Jean-Paul BESSON, Premier Président de chambre
M. Jean-Christophe CHAZALETTE, Président
Mme Patricia LEFEVRE, conseillère
qui en ont délibéré, un rapport a été présenté à l’audience par Monsieur Jean-Paul BESSON dans les conditions prévues par les articles 804, 805 et 905 du code de procédure civile.
Greffier, lors des débats : Mme Cécilie MARTEL
ARRET :
– CONTRADICTOIRE
– par mise à disposition de l’arrêt au greffe de la Cour, les parties en ayant été préalablement avisées dans les conditions prévues au deuxième alinéa de l’article 450 du code de procédure civile.
– signé par Jean-Paul BESSON, Premier Président de chambre et par Olivier POIX, Greffier, présent lors de la mise à disposition.
******
La SASU Futurs IO et la SCIC Turbo Céréal France sont des sociétés spécialisées dans le domaine de l’agriculture et le négoce de céréales qui ont pour volonté de se digitaliser à travers un site web et une application mobile d’investissement agricole. Elles se sont rapprochées de la SASU Coinkafe, exerçant sous la dénomination ‘ KRL Kant Research Lab », qui se décrit comme un éditeur de logiciels applicatifs, afin de développer un site internet ainsi qu’une application d’investissement agricole. Les sociétés Futurs IO et Turbo Céréal France ont à ce titre versé à la société Coinkafe une somme totale, depuis 2020, de 206.000 euros, auxquels s’ajoutent 6.000 euros par mois de maintenance.

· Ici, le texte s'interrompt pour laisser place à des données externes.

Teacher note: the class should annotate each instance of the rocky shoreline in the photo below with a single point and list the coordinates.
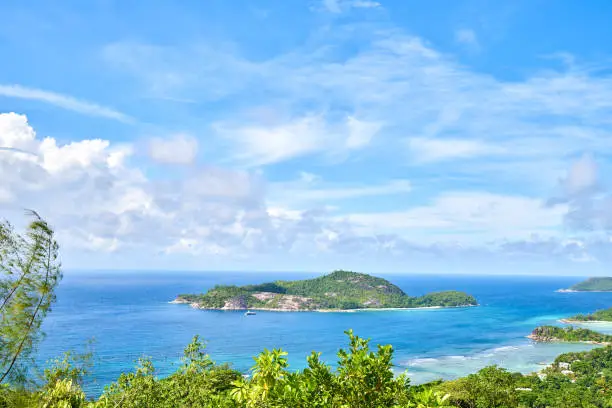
(372, 309)
(544, 339)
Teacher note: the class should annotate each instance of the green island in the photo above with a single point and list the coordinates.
(603, 284)
(604, 315)
(569, 334)
(339, 290)
(363, 377)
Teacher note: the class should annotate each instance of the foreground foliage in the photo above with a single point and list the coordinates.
(337, 290)
(364, 379)
(29, 274)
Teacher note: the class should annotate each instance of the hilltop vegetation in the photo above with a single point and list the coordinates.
(593, 285)
(341, 290)
(568, 334)
(598, 316)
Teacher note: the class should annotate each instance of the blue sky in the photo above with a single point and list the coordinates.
(383, 136)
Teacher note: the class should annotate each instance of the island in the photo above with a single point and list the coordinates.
(591, 285)
(569, 334)
(336, 291)
(599, 316)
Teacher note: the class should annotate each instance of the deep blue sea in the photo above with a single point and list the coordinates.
(127, 315)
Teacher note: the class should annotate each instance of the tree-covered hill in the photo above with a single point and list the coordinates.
(598, 316)
(593, 285)
(568, 334)
(342, 290)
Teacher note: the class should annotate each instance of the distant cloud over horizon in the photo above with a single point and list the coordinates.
(339, 133)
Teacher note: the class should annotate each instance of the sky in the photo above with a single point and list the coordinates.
(310, 135)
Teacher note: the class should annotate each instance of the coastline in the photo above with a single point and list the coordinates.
(570, 321)
(581, 291)
(382, 309)
(555, 340)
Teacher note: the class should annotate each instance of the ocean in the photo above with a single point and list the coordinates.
(127, 315)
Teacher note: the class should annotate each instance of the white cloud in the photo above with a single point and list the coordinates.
(360, 132)
(257, 144)
(310, 192)
(63, 101)
(176, 149)
(433, 150)
(476, 216)
(104, 208)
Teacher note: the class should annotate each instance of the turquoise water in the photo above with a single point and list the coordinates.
(128, 316)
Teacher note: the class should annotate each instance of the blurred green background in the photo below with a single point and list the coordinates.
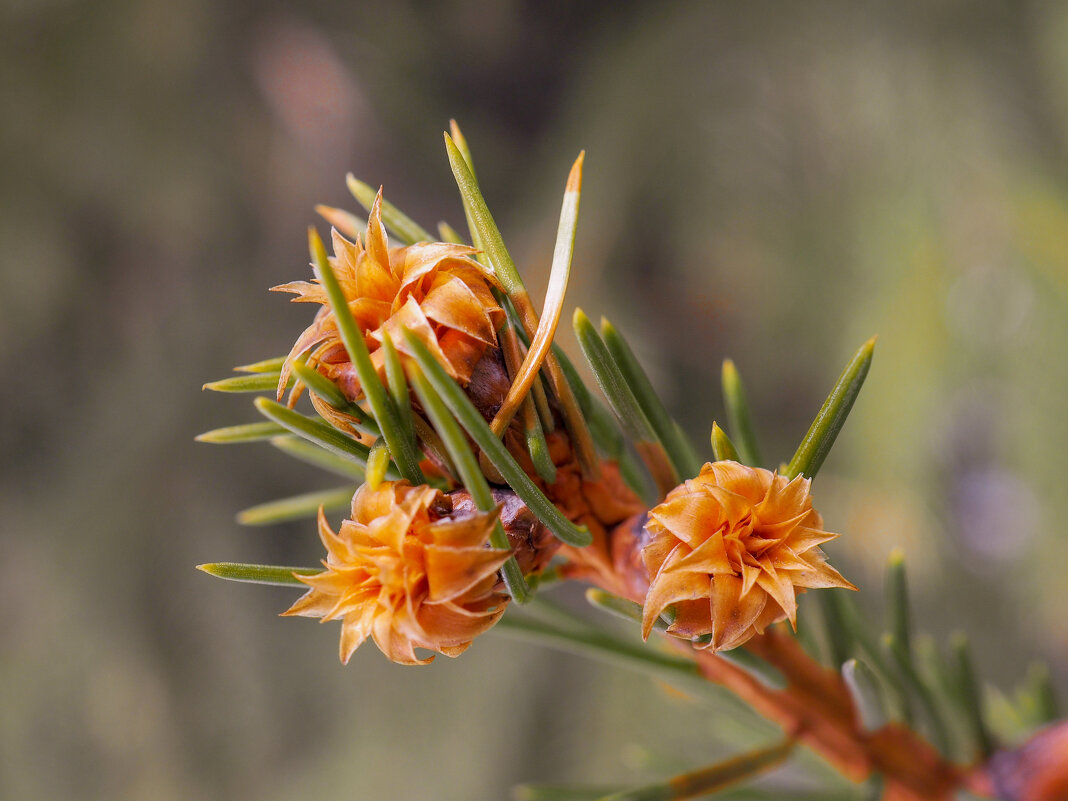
(765, 181)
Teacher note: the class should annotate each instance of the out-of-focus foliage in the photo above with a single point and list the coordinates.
(768, 182)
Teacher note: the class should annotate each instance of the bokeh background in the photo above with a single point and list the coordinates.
(769, 182)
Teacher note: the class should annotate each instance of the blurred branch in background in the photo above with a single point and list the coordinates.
(766, 182)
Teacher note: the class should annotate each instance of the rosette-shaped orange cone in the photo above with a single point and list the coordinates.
(407, 572)
(435, 289)
(729, 550)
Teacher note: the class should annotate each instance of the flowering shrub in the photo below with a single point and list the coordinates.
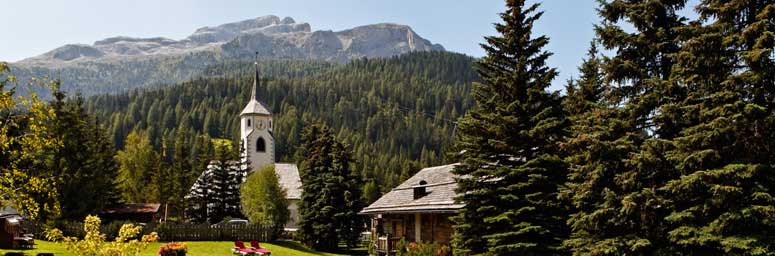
(173, 249)
(422, 249)
(94, 243)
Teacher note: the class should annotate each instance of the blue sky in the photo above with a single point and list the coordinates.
(33, 27)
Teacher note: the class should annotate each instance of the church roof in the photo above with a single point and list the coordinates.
(289, 179)
(254, 106)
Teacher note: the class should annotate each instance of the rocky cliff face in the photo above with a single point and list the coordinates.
(269, 35)
(118, 64)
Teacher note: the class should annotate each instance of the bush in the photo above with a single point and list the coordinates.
(173, 249)
(95, 243)
(421, 249)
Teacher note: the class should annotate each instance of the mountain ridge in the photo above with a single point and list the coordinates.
(271, 36)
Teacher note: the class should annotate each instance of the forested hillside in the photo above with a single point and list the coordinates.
(397, 113)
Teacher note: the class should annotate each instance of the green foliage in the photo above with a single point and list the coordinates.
(263, 200)
(396, 112)
(94, 243)
(421, 249)
(620, 131)
(371, 192)
(139, 166)
(511, 166)
(722, 202)
(215, 194)
(24, 137)
(331, 192)
(84, 164)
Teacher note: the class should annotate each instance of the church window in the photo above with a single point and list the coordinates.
(260, 145)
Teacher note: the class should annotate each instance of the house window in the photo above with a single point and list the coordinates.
(261, 145)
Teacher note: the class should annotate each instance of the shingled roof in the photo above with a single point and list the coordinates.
(289, 179)
(439, 197)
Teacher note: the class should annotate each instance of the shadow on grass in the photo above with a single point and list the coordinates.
(299, 247)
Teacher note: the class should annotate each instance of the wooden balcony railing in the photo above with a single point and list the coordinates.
(387, 245)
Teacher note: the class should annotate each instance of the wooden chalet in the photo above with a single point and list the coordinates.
(12, 233)
(142, 213)
(418, 210)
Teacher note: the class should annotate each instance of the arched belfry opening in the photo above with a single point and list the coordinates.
(260, 145)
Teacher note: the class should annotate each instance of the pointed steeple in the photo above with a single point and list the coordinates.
(256, 81)
(254, 106)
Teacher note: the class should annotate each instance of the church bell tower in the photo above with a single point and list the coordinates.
(256, 127)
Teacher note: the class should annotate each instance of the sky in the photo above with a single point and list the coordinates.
(33, 27)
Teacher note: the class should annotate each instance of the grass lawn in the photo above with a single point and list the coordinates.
(279, 248)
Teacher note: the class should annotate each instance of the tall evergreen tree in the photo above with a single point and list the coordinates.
(138, 164)
(264, 200)
(84, 163)
(511, 164)
(622, 159)
(723, 201)
(331, 191)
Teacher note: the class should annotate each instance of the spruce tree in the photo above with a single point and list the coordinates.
(511, 167)
(722, 203)
(621, 161)
(331, 191)
(84, 163)
(316, 224)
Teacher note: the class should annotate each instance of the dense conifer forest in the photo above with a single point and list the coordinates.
(398, 114)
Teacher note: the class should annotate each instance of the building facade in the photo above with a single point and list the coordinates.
(258, 148)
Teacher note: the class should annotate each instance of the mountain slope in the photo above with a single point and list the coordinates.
(121, 63)
(396, 113)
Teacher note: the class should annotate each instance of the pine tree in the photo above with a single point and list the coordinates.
(138, 165)
(316, 224)
(264, 200)
(722, 202)
(347, 184)
(84, 163)
(198, 199)
(511, 165)
(620, 159)
(594, 148)
(331, 192)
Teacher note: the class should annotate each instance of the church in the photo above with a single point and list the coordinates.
(257, 140)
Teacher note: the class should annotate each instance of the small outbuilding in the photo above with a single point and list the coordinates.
(136, 212)
(12, 233)
(418, 210)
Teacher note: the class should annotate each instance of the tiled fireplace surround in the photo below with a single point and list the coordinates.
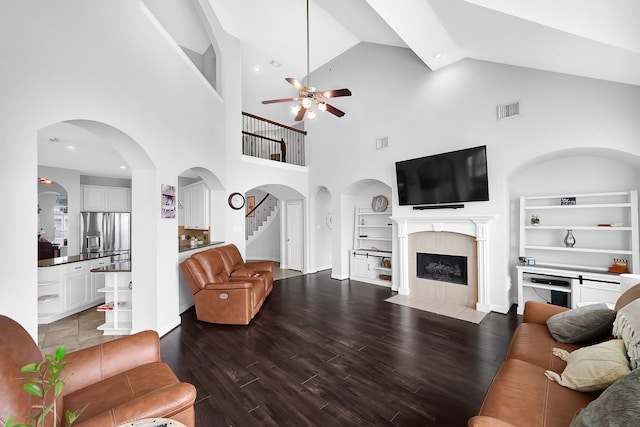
(453, 235)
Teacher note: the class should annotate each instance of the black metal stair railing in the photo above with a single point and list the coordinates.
(271, 140)
(259, 215)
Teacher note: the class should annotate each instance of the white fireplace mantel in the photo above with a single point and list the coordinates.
(472, 225)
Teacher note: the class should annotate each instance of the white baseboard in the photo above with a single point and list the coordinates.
(169, 326)
(263, 258)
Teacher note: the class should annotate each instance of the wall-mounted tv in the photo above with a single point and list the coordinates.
(447, 178)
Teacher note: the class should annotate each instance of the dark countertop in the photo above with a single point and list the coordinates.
(118, 267)
(184, 247)
(50, 262)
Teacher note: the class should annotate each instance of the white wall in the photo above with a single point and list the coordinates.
(424, 112)
(322, 230)
(129, 76)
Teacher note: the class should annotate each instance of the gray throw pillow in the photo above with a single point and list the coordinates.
(582, 324)
(617, 406)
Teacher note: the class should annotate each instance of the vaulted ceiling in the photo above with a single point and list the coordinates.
(589, 38)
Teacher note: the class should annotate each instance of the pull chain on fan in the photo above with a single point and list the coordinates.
(308, 96)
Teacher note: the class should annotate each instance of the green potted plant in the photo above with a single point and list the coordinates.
(45, 381)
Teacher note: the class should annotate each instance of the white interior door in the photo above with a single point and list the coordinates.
(294, 238)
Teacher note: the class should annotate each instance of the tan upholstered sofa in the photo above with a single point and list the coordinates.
(520, 394)
(119, 381)
(225, 288)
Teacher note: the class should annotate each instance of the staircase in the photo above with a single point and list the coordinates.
(258, 218)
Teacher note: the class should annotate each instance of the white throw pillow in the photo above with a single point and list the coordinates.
(592, 368)
(627, 327)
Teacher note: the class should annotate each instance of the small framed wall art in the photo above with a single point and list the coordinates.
(168, 203)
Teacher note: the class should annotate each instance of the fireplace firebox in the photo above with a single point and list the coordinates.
(444, 268)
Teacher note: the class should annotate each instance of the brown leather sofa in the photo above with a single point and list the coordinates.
(120, 381)
(520, 394)
(226, 289)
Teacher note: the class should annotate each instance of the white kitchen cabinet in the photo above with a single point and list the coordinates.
(96, 198)
(117, 307)
(98, 278)
(605, 228)
(195, 200)
(50, 293)
(371, 254)
(77, 283)
(67, 289)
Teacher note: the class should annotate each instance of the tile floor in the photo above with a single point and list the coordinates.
(439, 307)
(80, 331)
(73, 332)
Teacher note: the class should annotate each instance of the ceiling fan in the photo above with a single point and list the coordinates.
(308, 96)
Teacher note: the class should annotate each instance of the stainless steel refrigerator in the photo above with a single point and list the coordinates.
(105, 231)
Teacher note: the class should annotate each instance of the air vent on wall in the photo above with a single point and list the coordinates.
(382, 143)
(505, 111)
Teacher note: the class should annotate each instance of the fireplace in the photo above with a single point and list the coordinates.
(412, 232)
(444, 268)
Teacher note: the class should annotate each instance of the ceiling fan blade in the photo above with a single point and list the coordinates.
(300, 114)
(335, 93)
(296, 84)
(273, 101)
(333, 110)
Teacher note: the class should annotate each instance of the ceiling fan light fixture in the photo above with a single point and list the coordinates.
(308, 97)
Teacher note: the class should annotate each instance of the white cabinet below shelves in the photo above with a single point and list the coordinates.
(96, 198)
(605, 228)
(370, 259)
(195, 200)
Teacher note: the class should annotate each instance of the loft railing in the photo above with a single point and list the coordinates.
(271, 140)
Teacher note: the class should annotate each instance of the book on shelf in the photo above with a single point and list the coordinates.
(109, 306)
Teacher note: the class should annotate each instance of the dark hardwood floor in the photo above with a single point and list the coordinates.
(323, 352)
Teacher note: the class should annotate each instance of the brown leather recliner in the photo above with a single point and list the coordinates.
(225, 289)
(237, 268)
(120, 381)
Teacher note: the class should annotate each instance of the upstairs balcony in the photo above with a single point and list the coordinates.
(270, 140)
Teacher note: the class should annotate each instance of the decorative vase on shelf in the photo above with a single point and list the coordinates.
(569, 240)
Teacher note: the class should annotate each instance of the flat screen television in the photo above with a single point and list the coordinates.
(447, 178)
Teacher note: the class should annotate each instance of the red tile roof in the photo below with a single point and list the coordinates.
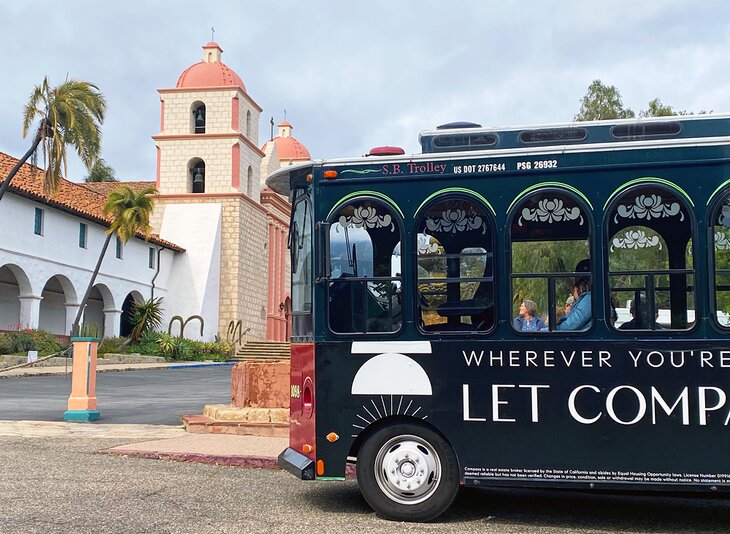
(78, 199)
(104, 188)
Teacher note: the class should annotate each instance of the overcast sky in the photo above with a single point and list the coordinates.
(352, 75)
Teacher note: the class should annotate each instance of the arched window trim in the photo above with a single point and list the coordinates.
(193, 108)
(398, 220)
(687, 205)
(436, 198)
(192, 164)
(714, 204)
(587, 209)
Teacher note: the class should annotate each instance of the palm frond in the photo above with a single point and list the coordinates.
(130, 211)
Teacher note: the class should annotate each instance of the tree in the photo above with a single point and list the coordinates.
(101, 171)
(657, 109)
(146, 316)
(70, 114)
(130, 214)
(602, 102)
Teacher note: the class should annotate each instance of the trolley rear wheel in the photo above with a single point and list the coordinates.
(408, 472)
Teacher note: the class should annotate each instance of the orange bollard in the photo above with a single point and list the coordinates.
(82, 401)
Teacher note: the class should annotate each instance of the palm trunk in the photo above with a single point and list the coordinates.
(82, 305)
(6, 183)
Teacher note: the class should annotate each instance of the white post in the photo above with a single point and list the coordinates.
(112, 322)
(30, 310)
(71, 310)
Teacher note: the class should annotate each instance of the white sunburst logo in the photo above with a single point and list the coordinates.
(389, 379)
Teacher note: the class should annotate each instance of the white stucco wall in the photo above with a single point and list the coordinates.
(57, 253)
(194, 286)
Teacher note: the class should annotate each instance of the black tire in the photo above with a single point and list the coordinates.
(407, 472)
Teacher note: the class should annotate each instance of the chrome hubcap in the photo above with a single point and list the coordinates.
(407, 469)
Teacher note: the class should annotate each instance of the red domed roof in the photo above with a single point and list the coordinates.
(211, 72)
(288, 148)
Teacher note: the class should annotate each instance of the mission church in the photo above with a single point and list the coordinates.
(218, 251)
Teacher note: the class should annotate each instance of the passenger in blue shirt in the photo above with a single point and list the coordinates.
(528, 321)
(579, 317)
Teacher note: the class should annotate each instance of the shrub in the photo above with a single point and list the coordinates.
(149, 337)
(113, 345)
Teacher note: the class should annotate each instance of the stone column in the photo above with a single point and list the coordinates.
(112, 322)
(30, 311)
(82, 401)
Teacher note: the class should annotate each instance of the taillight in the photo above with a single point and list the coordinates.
(307, 398)
(301, 412)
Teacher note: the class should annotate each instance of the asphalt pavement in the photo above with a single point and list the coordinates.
(61, 484)
(158, 396)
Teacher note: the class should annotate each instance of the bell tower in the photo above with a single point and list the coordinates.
(208, 177)
(208, 140)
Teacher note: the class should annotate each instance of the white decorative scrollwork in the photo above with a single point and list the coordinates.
(367, 217)
(721, 241)
(635, 239)
(649, 207)
(551, 211)
(456, 220)
(724, 218)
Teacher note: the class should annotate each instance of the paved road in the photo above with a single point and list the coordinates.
(148, 397)
(54, 485)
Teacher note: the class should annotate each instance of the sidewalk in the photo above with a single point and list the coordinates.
(101, 368)
(161, 442)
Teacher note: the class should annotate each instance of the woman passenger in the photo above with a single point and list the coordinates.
(528, 321)
(579, 317)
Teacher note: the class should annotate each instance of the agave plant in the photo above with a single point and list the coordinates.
(145, 316)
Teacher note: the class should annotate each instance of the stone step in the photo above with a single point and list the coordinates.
(263, 350)
(201, 424)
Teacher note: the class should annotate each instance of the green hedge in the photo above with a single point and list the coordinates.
(175, 348)
(21, 342)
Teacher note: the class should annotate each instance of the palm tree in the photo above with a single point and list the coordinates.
(70, 114)
(130, 214)
(101, 171)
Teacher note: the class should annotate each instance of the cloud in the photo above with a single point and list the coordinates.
(355, 75)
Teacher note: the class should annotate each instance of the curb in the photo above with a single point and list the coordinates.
(233, 461)
(201, 364)
(99, 369)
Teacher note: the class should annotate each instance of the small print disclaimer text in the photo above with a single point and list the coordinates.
(596, 476)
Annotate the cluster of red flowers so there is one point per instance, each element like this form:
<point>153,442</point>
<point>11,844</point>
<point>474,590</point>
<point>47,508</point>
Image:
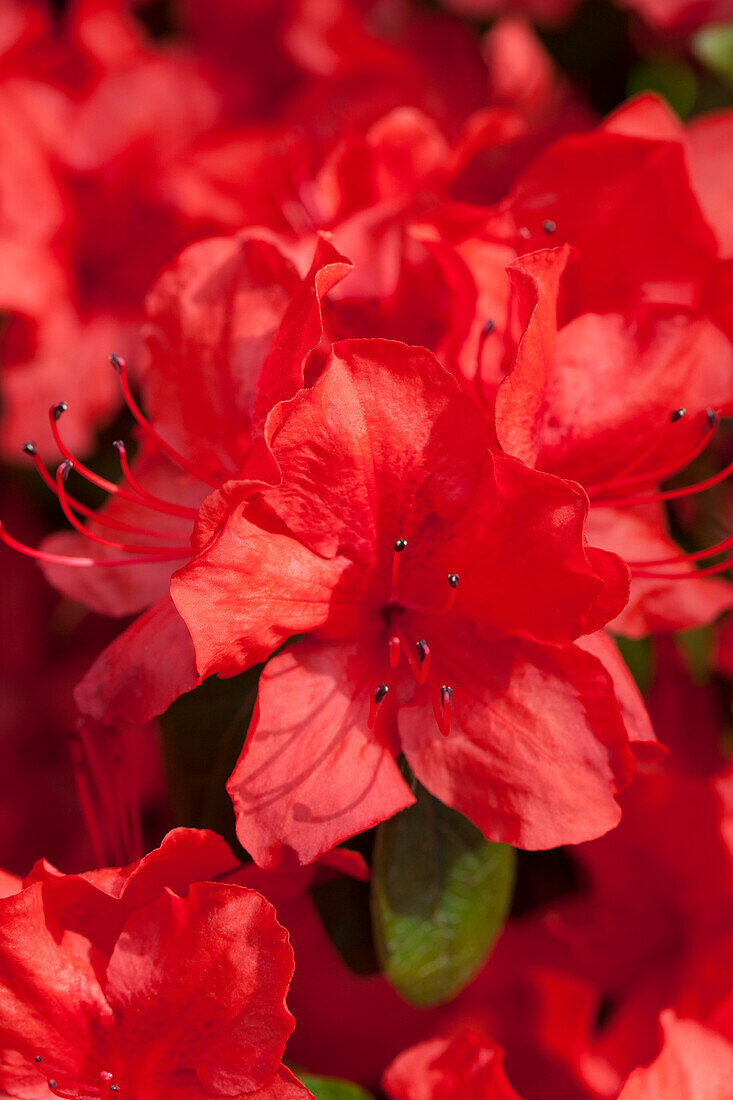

La société Coinkafe a sollicité par la suite le paiement de quatre factures à hauteur de 87.000 euros, qui lui a été refusé. Une demande d’injonction de payer a été présentée mais a été rejetée au motif de la nécessité d’un débat contradictoire.
Par acte du 16/09/2021, la société Coinkafe a fait assigner la société Futurs IO et la société Turbo Céréal France devant le juge des référés du tribunal de commerce de Paris aux fins de voir la condamnation solidaire de la société Futurs IO et la société Turbo Céréal France au paiement de la somme de 80.700 euros avec intérêt au taux légal à compter de la mise en demeure du 07/06/2021, de celle de 5 000 euros au titre de l’article 700 du code de procédure civile et aux entiers dépens.
Par ordonnance contradictoire du 19/01/2022, le juge des référés du tribunal de commerce de Paris a :
condamné solidairement la société Futurs IO et la société Turbo Céréal France à payer à la société Coinkafe la somme de 80 700 euros avec intérêts au taux légal à compter de la mise en demeure du 07/06/2021 ;
condamné solidairement la société Futurs IO et la société Turbo Céréal France à payer à la société Kant Research Lab la somme de 1.500 euros au titre de l’article 700 du code de procédure civile ;
condamné in solidum la société Futurs IO et la société Turbo Céréal France aux dépens de l’instance, dont ceux à recouvrer par le greffe liquidés à la somme de 58,93 euros TTC dont 9,61 euros de TVA.
Par déclaration du 11/02/2022, la société Futurs IO et la société Turbo Céréal France ont relevé appel de l’ensemble des chefs du dispositif de la décision.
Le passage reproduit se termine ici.